Dalam ikhtiar membangun politik dinasti, JK juga melibatkan kerabatnya dalam kontestasi politik kekuasaan. Pencalonan Munafri Arifuddin pada Pilkada Makassar tahun lalu adalah salah satu contohnya. Pria yang akrab disapa Appi ini diketahui sebagai menantu dari Aksa Mahmud.

Dukungan Melemah, Bahaya Jokowi?

JK dan Indonesia Timur adalah dua hal yang kepalang identik, apalagi menyoal konteks politiknya. Majunya JK sebagai wakil presiden Jokowi disinyalir memberikan keuntungan bagi mantan Gubernur DKI Jakarta tersebut berupa dukungan akar rumput yang signifikan pada 2014 lalu, utamanya di Indonesia timur.

Berdasarkan prediksi Dedi Dinarto, pengaruh JK disebut-sebut menurun secara politik di wilayah timur Indonesia, khususnya Sulsel.

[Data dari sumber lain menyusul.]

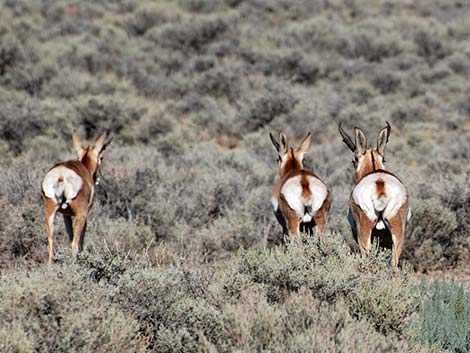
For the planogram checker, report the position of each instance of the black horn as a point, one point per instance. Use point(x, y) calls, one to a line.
point(346, 139)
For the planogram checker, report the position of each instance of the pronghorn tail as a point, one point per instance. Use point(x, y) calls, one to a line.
point(59, 192)
point(380, 202)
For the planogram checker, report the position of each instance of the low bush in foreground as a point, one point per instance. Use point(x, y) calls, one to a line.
point(444, 320)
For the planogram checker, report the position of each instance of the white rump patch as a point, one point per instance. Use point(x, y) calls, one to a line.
point(365, 196)
point(292, 191)
point(61, 182)
point(274, 203)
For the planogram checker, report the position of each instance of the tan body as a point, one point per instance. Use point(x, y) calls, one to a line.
point(379, 200)
point(300, 200)
point(68, 188)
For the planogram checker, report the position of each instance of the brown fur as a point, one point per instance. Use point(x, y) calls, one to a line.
point(372, 162)
point(305, 186)
point(291, 167)
point(367, 165)
point(380, 185)
point(86, 167)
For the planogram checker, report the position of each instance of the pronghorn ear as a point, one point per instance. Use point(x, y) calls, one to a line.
point(361, 141)
point(77, 145)
point(283, 142)
point(274, 141)
point(306, 144)
point(100, 143)
point(382, 138)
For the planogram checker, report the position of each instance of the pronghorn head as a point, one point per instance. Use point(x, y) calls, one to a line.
point(289, 158)
point(366, 160)
point(91, 156)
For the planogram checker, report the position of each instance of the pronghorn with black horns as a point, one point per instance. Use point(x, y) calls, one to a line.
point(300, 198)
point(69, 188)
point(379, 200)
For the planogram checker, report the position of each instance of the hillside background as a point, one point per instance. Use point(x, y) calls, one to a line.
point(181, 252)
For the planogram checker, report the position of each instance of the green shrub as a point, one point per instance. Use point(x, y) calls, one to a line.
point(56, 311)
point(444, 317)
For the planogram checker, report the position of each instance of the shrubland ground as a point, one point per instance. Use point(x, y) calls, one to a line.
point(182, 243)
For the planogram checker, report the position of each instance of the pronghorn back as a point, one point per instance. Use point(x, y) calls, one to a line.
point(299, 197)
point(68, 188)
point(304, 192)
point(379, 194)
point(379, 201)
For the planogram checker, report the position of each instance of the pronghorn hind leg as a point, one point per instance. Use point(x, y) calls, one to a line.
point(78, 232)
point(321, 215)
point(68, 226)
point(294, 227)
point(82, 237)
point(397, 225)
point(320, 221)
point(50, 209)
point(364, 233)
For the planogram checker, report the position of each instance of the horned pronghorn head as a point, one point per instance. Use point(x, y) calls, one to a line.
point(91, 156)
point(366, 160)
point(289, 158)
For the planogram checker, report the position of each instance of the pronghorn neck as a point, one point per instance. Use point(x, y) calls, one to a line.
point(369, 162)
point(90, 164)
point(291, 161)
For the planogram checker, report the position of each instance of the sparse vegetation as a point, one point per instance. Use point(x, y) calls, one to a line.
point(181, 250)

Ia juga menyarankan kepada Jokowi agar ketimbang mengandalkan jaringan elite  lokal yang notabenenya merujuk pada jaringan yang memiliki afiliasi dengan keluarga JK, sang petahana sebaiknya fokus meningkatkan elektabilitas melalui aktivitas kampanye politiknya saja.

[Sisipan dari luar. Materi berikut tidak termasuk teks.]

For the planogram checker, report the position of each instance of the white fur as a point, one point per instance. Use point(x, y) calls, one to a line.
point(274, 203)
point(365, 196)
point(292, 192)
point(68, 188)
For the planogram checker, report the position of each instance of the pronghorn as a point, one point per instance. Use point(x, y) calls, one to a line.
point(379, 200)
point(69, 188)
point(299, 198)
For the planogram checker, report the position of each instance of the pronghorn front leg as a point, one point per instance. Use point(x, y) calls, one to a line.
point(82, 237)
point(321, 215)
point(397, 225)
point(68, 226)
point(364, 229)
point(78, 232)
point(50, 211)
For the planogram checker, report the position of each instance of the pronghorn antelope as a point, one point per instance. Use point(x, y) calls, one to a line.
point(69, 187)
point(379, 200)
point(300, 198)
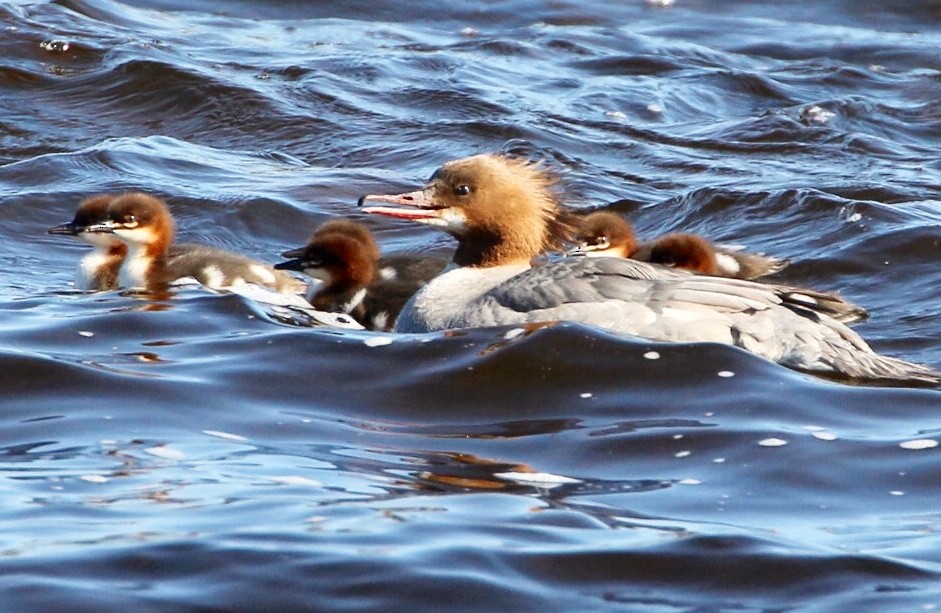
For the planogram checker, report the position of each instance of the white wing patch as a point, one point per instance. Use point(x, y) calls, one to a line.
point(728, 264)
point(213, 277)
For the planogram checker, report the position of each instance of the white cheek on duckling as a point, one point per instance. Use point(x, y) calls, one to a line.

Juga peran partai politik koalisi yang terkoordinasi dengan baik serta aktif berkampanye untuknya di Sulsel akan memberi dampak elektabilitas yang lebih besar di tingkat akar rumput.

Walaupun demikian, prediksi Dedi Dinarto tersebut bisa saja salah.  Sejatinya, kartu truf konteks kekuasaan di Indonesia timur masih ada di tangan JK.

Ia tak hanya menjadi local bossism yang disebutkan Sidel, tapi juga kuat dalam politik di tingkat nasional.

Lihat saja kiprahnya yang cukup mapan, mulai dari maju sebagai cawapres pada Pilpres 2004 dan 2014, serta sebagai capres pada Pilpres 2009.

Selain melebarkan sayap gurita bisnis dan politik, JK juga selalu memiliki “loyalis” yang seringkali ada di mana saja, bahkan di kubu lawan Jokowi. Dalam konteks politik, di tim struktur pemenangan Prabowo Subianto sebenarnya dapat ditemukan sosok “loyalis” tersebut. Salah satunya adalah mantan Menteri Energi dan Sumber Daya Mineral (ESDM) Sudirman Said.

Sudirman bahkan terang-terangan mengungkapkan bahwa JK merupakan sosok yang mendorongnya maju di Pilkada Jawa Tengah 2018. Kini, Sudirman Said menjabat sebagai Direktur Materi dan Debat Badan Pemenangan Nasional (BPN) Prabowo-Sandi. Jaringannya yang cukup luas tersebut menunjukkan bahwa dirinya sesungguhnya punya banyak tangan di dua kubu.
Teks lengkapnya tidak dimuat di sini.